2°)       L’impact de la LME sur la prescription : De nouveaux bénéficiaires et de nouveaux champs d’actions


A)  Les nouveaux bénéficiaires : de plein droit, volontaires ou involontaires :

a) Pluralité de preneurs, succession et immatriculation au RCS :

Même en l’absence d’immatriculation personnelle des non exploitants, suite à l’insertion d’un 3ème alinéa à l’article L 145-1 du C.Com :

*  L’exploitant du fonds de commerce ou du fonds artisanal, et ce (nouveauté)  même en l’absence d’immatriculation de ses copreneurs ou indivisaires non exploitants,

*  les héritiers ou ayant droit d’un titulaire de bail commercial, même non exploitants, pourront demander le maintien de l’immatriculation de leur ayant-cause, pour les besoins de la succession, et, bien que dispensés eux-mêmes de toute immatriculation au RCS ou au RM, pourront bénéficier du régime de la prescription, sans que le bailleur ne puisse leur opposer un défaut d’immatriculation pour refuser le renouvellement du bail.
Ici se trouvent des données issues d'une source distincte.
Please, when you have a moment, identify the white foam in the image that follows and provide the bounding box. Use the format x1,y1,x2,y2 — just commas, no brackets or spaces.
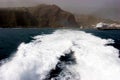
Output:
0,29,120,80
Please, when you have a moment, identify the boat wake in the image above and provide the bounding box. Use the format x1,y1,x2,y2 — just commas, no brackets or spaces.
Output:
0,30,120,80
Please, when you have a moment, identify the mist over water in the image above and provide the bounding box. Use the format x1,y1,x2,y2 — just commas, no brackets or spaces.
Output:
0,29,120,80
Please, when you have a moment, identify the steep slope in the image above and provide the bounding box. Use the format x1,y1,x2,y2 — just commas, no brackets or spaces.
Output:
0,8,38,28
0,4,79,28
75,14,120,28
29,4,79,28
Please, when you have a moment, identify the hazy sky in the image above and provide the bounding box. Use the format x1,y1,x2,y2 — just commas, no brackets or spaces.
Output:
0,0,119,10
0,0,119,8
0,0,119,19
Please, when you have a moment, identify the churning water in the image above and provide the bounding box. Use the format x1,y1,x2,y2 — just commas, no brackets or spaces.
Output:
0,29,120,80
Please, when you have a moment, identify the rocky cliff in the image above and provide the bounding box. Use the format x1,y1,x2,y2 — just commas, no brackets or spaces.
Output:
0,8,38,28
29,4,79,28
0,4,79,28
75,14,120,28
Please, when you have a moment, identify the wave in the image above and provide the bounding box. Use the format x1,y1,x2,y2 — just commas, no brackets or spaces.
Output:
0,29,120,80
Ou comment le bailleur devra suivre attentivement l’état de santé de son locataire personne physique avant de signifier un refus de renouvellement ou dénier le bénéfice du statut à des successeurs inconnus jusqu’au décès du commerçant immatriculé….
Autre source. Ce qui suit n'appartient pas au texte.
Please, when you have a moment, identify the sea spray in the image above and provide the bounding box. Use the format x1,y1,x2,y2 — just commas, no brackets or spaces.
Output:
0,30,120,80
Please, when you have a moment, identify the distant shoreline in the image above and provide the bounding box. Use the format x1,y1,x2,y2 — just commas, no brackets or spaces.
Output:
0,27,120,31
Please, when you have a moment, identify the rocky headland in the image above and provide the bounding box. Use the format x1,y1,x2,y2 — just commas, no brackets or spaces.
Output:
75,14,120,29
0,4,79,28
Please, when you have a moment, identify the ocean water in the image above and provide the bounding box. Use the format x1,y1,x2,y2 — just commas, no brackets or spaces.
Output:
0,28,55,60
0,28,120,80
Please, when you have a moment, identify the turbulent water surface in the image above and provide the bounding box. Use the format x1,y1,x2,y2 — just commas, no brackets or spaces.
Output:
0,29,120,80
Précision faite toutefois, qu’en cas de démembrement de propriété du droit au bail, nupropriétaire et usufuitier, comme par le passé, devront tous deux être immatriculés pour pouvoir bénéficier du droit au renouvellement du bail. Il en reste de même pour les coexploitants.

b) Les microentreprises :

Même si d’emblée, le bail commercial ne semble pas être la priorité des microentreprises, celles-ci – visées par le régime du microsocial créé par la LME, exploitants bien qu’expressément dispensés de toute immatriculation au RCS ou au RM -, peuvent avoir accès ab initio au statut des baux commerciaux. Leur droit au renouvellement dépendra toutefois de leur immatriculation au plus tard au moment du renouvellement du bail.  Des projets visent déjà à facilliter – en la rendant gratuite – l’immatriculation au Répertoire des Métiers des autoentrepreneurs concernés. On ne saurait trop conseiller à l’autoentrepreneur dépassant les seuils légaux de chiffre d’affaires le dispensant d’immatriculation mais souhaitant pérenniser sa situation locative, de s’immatriculer au RCS ou au RM selon le cas, de manière à contrer tout refus de renouvellement du bail sur ce point.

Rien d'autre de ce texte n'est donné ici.